A febbraio di quest’anno, s’era tornati a parlare di privacy. In qualunque angolo del mondo, tranne in Europa, il fruitore di whatsapp ha dovuto acconsentire a queste modifiche, pena l’inutilizzo della piattaforma. In Europa, però, il Regolamento Generale sulla Protezione dei Dati in vigore dal 2016, vincola un po’ di più la libertà di movimento del colosso californiano. Ma fuori dell’Ue, Facebook ha carta bianca e alcun vincolo di utilizzo dei dati. A marzo 2021, la Corte Suprema degli Stati Uniti sbatteva la porta in faccia a Facebook e al suo tentativo di ricorrere in appello contro la decisione presa da un giudice californiano. La cosa gli potrebbe costare 15 miliardi di dollari: è la cifra chiesta con una class action che riunisce oltre 20 denunce contro la società di Zuckerberg per aver tracciato gli utenti, in particolare tra il 2010 e il 2011, senza consenso. Le informazioni sarebbero poi state vendute ad altre realtà intente a impiegarle per finalità di marketing e per l’erogazione di inserzioni pubblicitarie mirate, costituendo così una violazione del Wiretap Act, la legge sulle intercettazioni.

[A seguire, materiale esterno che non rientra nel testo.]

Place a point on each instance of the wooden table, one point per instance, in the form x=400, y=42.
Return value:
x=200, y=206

Nel 2018 un’inchiesta del New York Times ha rivelato come decine di app iOS e Android abbiano utilizzato in modo inappropriato i dati di localizzazione degli utenti vendendoli a terzi e consentendo di identificare le singole persone, di conoscerne le abitudini e mostrare loro pubblicità molto mirate.
LinkedIn ha utilizzato i dati di 18 milioni di non iscritti per realizzare annunci mirati su Facebook. E Google ha dovuto chiudere il suo social network Google+, dopo che erano stati messi a rischio oltre 52 milioni di profili. Resta misterioso, però, a fronte di tutto questo spionaggio, come sia possibile che sui social si riuniscano tranquillamente islamisti che fanno corsi artigianali su come costruire una bomba e organizzare attentati, ma non vengano mai intercettati. Così come per la piaga della pedofilia: in Europa leggi pavide non rafforzano le difese contro questo tipo di abuso. E qualcuno sostiene anche che c’entri il “principio di non discriminazione per orientamento sessuale”.